Chicken skin trends in restaurant dishes

Restaurants like Etch in Nashville and Clio in Boston are using the crispy ingredient in a variety of dishes and cuisines.

In chefs’ continuing search for ingredients that are unusual enough to intrigue their customers, but not weird enough to scare them away, a growing number of them have turned to a crunchy part of America’s favorite edible bird.

“Even talking with my purveyors, chicken skin is just blowing up,” said Douglas Rodrigues, chef de cuisine at Clio, Ken Oringer’s signature fine-dining restaurant in Boston, noting that it had even been written about recently in The New York Times.

At the recent 2012 MUFSO conference in Dallas, trend spotter Nancy Kruse also pointed to animal skin as an increasingly common crunchy addition to menu items.

Dirk Flanigan, chef of two Chicago restaurants, Henri and The Gage, said “Crispy fat and skin has always been my guilty pleasure, so much so that I have served a Skin Salad, using chicken skin, pork skin, salmon skin and small lettuces with horseradish vinaigrette.”

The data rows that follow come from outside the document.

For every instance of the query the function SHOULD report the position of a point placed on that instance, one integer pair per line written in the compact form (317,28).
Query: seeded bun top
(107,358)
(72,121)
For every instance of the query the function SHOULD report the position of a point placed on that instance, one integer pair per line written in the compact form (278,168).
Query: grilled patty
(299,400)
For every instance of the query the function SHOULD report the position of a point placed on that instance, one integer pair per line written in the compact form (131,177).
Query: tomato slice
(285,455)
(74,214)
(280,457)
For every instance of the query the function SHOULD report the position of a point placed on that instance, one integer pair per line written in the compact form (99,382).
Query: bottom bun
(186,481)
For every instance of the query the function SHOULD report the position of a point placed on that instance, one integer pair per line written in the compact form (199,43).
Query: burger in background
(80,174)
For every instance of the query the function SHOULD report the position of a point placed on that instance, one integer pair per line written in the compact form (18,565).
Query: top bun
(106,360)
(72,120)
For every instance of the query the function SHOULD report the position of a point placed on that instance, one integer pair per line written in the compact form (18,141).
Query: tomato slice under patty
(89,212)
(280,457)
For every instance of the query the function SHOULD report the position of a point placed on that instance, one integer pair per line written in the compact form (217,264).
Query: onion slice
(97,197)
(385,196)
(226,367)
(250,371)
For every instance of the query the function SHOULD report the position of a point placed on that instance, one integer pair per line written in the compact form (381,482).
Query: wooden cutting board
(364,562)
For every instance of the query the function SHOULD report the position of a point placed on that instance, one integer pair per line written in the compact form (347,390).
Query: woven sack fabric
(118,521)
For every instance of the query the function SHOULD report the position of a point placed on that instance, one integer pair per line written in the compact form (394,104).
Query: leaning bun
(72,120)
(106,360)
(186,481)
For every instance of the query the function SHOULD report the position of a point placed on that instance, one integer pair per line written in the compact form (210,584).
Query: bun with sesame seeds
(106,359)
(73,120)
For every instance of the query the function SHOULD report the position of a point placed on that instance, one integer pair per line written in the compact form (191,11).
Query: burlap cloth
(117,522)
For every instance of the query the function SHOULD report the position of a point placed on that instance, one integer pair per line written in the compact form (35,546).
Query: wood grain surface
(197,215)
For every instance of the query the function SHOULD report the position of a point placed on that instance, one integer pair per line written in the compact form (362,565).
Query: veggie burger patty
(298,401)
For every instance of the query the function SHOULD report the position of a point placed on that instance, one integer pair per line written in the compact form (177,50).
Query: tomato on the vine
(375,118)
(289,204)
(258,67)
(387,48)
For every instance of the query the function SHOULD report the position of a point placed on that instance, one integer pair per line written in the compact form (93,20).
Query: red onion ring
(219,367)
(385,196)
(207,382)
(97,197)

At Clio, Rodrigues cooks chicken skin on a plancha with a weight on it to keep it flat. Then he uses it instead of bread to make a small sandwich with a filling of goat cheese, chives, onion seeds and cypress seeds that he calls tambouri, and pickled “onion berries,” which is what he calls the bulb that forms on the stems of any member of the onion and garlic family once they stop flowering. He serves that dish as an amuse-bouche.

Chicken skin

Rodrigues also uses chicken skin as the crunchy component of a beet salad, as a crispy garnish to buttermilk-poached chicken, and in other applications. The skin from the chickens he buys goes on that poached chicken dish. The rest of the skin he buys separately, for around $4 per pound, he said.

Deb Paquette, chef-owner of Etch in Nashville, takes a similar approach, scraping the fat off the skin then laying it on a sheet pan. She seasons it with salt, pepper and fresh thyme and lets it dry out in her walk-in for about 30 minutes. Then she places another sheet pan on top to keep the skin flat and bakes it in the oven for another 30 minutes.

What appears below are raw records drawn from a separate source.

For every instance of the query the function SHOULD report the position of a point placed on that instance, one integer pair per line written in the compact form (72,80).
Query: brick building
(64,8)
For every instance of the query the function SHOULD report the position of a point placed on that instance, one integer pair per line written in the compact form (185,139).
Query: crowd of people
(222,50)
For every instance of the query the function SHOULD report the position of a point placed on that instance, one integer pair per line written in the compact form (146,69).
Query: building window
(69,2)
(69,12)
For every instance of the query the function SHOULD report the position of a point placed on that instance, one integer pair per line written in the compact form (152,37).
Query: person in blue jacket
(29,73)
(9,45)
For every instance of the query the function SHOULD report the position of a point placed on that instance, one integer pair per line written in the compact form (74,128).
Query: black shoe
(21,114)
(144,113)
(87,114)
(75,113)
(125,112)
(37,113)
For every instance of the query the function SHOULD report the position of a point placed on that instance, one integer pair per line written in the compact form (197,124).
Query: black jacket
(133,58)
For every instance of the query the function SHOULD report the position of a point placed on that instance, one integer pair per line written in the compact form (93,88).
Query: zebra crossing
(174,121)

Dungeness crabShe finishes the chicken skin on the plancha to make sure it’s crispy and serves it on anything ranging from hamburgers to salads to a dish of prawns and scallops with green tomatoes, potatoes, squash, smoked shallot vinaigrette and garlic essence.

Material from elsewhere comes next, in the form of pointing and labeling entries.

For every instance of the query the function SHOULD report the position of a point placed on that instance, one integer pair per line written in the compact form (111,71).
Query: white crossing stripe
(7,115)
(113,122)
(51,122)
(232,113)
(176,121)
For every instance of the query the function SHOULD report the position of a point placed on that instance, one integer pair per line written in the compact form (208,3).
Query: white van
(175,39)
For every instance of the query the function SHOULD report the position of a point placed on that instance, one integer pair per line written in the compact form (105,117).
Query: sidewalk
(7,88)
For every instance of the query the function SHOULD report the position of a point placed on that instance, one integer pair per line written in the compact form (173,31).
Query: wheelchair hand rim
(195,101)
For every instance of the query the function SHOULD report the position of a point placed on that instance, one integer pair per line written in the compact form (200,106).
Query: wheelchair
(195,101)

She also serves it as an appetizer with a mixture of goat cheese mixed and candied ginger topped with hot chile-plum preserves.

“Everybody loves that crispy, crunchy stuff,” Paquette said. “We have some ladies who come in and ask for them all the time.”

Fried spicy chicken skins are available for $5 per order at Tom Bergin’s Tavern in Los Angeles, where chef Brandon Boudet serves them with blue cheese sauce.

Kevin Sousa, chef of Salt of the Earth restaurant in Pittsburgh, does a sort of surf-and-turf with Dungeness crab and chicken skin. He combines the crab meat with pickled crabapples, grapefruit segments, apples, caraway seeds and chicken skin that he seasons with ground caraway seeds and salt bakes for 15-20 minutes at 350 degrees Fahrenheit between two sheet pans. He garnishes the dish with a couple of pieces of salmon roe and sells it as an $11 starter.

“It’s just a little very, very thin piece of chicken skin that’s nice with the citrus and light flavors of the dish,” he said. “It’s been wildly popular.”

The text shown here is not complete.